如果tensor_list=[data, lable]，其中data.shape=(4000,10)，label.shape=[4000,2]，則生成器生成的第一個佇列

input_quenue[0].shape=(10,)

input_quenue[1].shape=(2,)

要真正將檔案放入檔名佇列，還需要呼叫tf.train.start_queue_runners 函式來啟動執行檔名佇列填充的執行緒，之後計算單元才可以把資料讀出來，否則檔名佇列為空的，計算單元就會處於一直等待狀態，導致系統阻塞。

import tensorflow as tf

images = ["img1", "img2", "img3", "img4", "img5"]
labels = [1, 2, 3, 4, 5]

epoch_num = 8
# 檔名佇列
input_queue = tf.train.slice_input_producer([images, labels], num_epochs=None, shuffle=False)

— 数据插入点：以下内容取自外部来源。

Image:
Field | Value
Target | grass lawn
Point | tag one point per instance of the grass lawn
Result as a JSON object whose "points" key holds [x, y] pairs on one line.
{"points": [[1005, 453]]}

with tf.Session() as sess:
    sess.run(tf.global_variables_initializer())
    coord = tf.train.Coordinator()  # 建立一個協調器，管理執行緒
    # 啟動QueueRunner, 執行檔名佇列的填充
    threads = tf.train.start_queue_runners(sess=sess, coord=coord)
    for i in range(epoch_num):
        k = sess.run(input_queue)
        print(i, k)
        # 0[b'img1', 1]
        # 1[b'img2', 2]
        # 2[b'img3', 3]
        # 3[b'img4', 4]
        # 4[b'img5', 5]
        # 5[b'img1', 1]
        # 6[b'img2', 2]
        # 7[b'img3', 3]

    coord.request_stop()
    coord.join(threads)

tf.train.batch & tf.train.shuffle_batch()

tf.train.batch(
    tensors_list,
    batch_size,
    num_threads=1,
    capacity=32,
    enqueue_many=False,
    shapes=None,
    dynamic_pad=False,
    allow_smaller_final_batch=False,
    shared_name=None,
    name=None
)

tf.train.batch & tf.train.shuffle_batch()這兩個函式的引數是一樣的，下面我以tf.train.batch講解為例

tf.train.batch是一個tensor佇列生成器，作用是按照給定的tensor順序，把batch_size個tensor推送到檔案佇列，作為訓練一個batch的資料，等待tensor出隊執行計算。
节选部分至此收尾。